O equipamento utiliza vários chips da Qualcomm: QCA8081 para as portas Ethernet, QCN6112 como rádio de 5 GHz e o SoC IPQ5018, que é o 'cérebro' do produto e contém dois núcleos Cortex-A53 da ARM.

A certificação da antena, que a Amazon chama de ODU em sua documentação, ainda não foi concluída, e a empresa não divulga o significado dessa abreviatura.

O Amazon Leo entra em um mercado que deve se tornar mais competitivo. Atualmente, a Starlink domina praticamente sozinha o segmento de internet via satélite de órbita baixa (LEO), especialmente para usuários individuais, embora a Eutelsat OneWeb também ofereça seus serviços no Brasil, mas apenas para clientes corporativos. A empresa chinesa SpaceSail também obteve permissão para operar no país, o que deve ocorrer até 2028.

A Starlink ocupa posições de liderança no mercado brasileiro de internet via satélite, possuindo a maior base de clientes neste segmento e sendo a 12ª provedora de acesso fixo de banda larga no país. Em breve, a empresa também planeja oferecer serviços diretamente para smartphones em áreas remotas em parceria com a Vivo.

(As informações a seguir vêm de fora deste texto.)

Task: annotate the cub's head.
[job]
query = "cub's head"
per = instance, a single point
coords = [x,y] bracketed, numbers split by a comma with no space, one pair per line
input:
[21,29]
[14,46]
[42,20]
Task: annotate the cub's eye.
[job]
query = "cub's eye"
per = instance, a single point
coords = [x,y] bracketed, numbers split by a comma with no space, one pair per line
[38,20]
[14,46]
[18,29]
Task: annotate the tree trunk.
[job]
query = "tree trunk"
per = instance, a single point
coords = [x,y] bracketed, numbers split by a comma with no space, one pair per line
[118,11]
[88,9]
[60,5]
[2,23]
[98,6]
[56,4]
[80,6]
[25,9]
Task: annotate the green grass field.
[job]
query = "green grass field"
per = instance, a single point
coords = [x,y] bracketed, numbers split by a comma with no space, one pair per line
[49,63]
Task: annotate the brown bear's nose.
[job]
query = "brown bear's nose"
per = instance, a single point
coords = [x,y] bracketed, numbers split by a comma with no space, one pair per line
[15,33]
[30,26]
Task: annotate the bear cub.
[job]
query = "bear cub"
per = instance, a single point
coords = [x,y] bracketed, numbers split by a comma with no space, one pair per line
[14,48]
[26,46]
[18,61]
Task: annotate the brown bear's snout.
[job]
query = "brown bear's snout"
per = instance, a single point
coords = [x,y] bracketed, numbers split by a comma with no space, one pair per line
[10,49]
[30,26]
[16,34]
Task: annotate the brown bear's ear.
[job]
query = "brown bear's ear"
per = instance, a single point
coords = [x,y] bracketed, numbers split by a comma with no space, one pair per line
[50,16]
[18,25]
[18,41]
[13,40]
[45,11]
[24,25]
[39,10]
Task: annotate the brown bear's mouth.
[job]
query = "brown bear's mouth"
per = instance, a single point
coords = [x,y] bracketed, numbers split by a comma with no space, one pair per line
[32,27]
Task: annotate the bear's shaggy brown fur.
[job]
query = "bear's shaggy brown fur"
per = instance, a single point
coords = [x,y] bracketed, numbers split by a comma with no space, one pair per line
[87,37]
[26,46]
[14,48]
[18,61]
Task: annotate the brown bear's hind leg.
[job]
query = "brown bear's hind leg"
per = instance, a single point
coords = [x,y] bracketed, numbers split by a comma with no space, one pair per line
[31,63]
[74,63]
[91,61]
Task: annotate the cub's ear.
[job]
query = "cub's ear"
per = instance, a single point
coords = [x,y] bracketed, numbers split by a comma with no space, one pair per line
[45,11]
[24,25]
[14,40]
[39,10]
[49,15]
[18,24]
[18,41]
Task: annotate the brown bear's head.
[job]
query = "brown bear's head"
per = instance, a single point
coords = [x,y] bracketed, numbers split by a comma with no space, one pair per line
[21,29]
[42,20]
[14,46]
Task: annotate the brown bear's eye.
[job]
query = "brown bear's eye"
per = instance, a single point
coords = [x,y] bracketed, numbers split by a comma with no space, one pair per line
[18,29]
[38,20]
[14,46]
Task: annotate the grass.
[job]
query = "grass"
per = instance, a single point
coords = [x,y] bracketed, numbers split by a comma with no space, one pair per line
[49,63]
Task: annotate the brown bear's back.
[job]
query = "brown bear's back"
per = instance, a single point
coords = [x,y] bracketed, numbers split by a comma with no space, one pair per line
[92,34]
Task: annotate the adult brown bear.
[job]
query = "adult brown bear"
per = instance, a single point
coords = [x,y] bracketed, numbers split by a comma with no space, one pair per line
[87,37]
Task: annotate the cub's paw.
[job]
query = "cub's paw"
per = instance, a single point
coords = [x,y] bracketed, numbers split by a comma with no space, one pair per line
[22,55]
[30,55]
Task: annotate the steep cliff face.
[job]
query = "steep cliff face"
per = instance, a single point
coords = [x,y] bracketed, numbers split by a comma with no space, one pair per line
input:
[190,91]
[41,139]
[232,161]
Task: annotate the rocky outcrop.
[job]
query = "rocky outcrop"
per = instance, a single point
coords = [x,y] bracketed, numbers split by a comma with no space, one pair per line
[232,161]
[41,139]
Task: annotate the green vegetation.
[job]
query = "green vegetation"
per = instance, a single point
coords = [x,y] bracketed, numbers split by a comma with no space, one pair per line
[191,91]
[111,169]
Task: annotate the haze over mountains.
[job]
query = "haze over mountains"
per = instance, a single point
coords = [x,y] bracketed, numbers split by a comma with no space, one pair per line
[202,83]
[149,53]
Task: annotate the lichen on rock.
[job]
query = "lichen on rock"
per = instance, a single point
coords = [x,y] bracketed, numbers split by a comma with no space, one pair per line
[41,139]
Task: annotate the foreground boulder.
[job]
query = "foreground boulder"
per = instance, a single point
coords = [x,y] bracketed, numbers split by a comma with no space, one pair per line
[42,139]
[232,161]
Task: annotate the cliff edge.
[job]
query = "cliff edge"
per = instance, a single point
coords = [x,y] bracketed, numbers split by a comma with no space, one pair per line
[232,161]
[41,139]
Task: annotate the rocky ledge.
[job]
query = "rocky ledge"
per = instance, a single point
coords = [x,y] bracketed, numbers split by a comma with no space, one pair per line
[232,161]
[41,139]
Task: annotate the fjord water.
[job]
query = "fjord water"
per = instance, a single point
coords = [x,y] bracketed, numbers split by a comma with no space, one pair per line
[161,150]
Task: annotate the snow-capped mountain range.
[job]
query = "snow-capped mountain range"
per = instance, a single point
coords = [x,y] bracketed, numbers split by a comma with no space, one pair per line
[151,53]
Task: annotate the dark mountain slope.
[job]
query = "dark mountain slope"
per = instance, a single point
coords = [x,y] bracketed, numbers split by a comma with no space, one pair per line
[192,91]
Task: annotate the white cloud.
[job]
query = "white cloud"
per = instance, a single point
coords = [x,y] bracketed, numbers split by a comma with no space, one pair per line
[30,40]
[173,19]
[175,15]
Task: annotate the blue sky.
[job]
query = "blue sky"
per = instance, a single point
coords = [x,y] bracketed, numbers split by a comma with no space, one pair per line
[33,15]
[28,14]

Este é mais um segmento de mercado no qual a Amazon pretende competir. Para isso, a empresa adquiriu a Globalstar por US$ 11,5 bilhões (cerca de 57 bilhões de reais brasileiros), obtendo acesso à constelação de satélites existente, bem como ao espectro e aos direitos de uso existentes.

Os serviços de banda larga fixa via satélite no Brasil serão vendidos através da Sky, já que ambas as empresas assinaram o acordo correspondente em 2024.